The main sight in Odessa, Ukraine is without doubt the catacombs just outside the city. My lonely planet guide (Europe on a shoestring) had not only missed out on these catacombs, but also the whole bloody city, so I’m here to save the day.
There are over 2000km of catacombs dug throughout the region, initially under Katherine the Great as she mined the limestone to build Odessa. There are set areas where you can visit the catacombs but naturally with their being so many you’re free to explore yourself. However this is hugely frowned upon because the catacombs are officially the biggest manmade maze on the planet. Every year at least 1 person ventures in to the catacombs and never returns, don’t be that guy.

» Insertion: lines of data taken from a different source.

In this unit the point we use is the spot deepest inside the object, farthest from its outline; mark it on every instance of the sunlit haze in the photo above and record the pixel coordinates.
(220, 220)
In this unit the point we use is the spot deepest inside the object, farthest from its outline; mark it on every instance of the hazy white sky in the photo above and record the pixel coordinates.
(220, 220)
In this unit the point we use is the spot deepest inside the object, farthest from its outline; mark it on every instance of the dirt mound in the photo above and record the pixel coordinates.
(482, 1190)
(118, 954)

First off, the catacombs aren’t in the city proper, so you have to get there, here’s how to do that:
How to get to the Odessa Nerubayske Catacombs:
There are effectily three ways to get to the catacombs from Odessa..

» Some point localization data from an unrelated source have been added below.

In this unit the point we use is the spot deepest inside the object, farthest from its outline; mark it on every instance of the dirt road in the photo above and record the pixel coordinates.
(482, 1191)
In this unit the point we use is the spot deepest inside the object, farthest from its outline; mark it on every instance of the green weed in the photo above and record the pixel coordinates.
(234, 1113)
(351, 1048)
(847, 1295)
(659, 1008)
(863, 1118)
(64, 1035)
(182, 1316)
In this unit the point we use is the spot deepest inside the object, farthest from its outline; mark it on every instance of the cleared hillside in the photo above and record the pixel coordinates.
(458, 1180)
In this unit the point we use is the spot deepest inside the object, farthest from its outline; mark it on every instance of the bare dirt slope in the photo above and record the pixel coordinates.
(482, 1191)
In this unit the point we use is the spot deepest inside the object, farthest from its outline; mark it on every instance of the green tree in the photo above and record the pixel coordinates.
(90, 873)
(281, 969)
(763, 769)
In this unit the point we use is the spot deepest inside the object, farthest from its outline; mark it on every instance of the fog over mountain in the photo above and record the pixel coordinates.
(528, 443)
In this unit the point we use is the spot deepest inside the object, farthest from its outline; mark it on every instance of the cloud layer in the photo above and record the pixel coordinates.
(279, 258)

1) Tour through the hostel: Tours run half day trips there for around 160UAH ($20).
2) Local Bus: Buses run from the bus station every 10 minutes, it costs 1.50UAH ($0.20). Get off at the massive Russian statue 40 minutes later.
3) Taxi: A return taxi trip, with the taxi waiting for an hour at the catacombs costs about 150UAH ($19). I did this with 2 other guys, just over $6 each. Takes about 15 minutes.

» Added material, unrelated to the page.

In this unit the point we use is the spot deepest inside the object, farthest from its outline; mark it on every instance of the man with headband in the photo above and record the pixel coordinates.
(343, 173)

Once you’re there you need to take a guide. When you go to the entrance, the gate is locked but the lady in the store will call the guide. If you want an English-speaking guide, it’s 100UAH ($13) per person for 40 minutes, if you’re happy to stick with a Russian speaking guide it’s 50 UAH ($6.50) per person.
I went with the Russian guide and luckily we were with a bilingual Lithuanian women who kindly translated everything for me. Now, after hearing all the info, I’d probably pay the extra fee for the English speaking guide, there’s some great stories.
The catacombs used to only be 1.20m tall but they’ve been heightened since becoming a museum 40 years ago. During WWII, the Ukranian partisans lived underground in the labyrinth, for months and years at a time, never seeing sunlight, crouched over, maintaining the war effort until they defeated the Nazis. There are still lots of WWII paraphernalia dotted around downstairs, all very interesting stuff.
The tour last around 45 minutes, after which you head back. I had my taxi waiting, and 15 minutes later I was back, definitely a good choice. I thoroughly enjoyed my time at the Nerubayske Catacombs, none of the other people in the hostel were planning to go which in my mind is madness. Don’t miss out guys. Happy travels!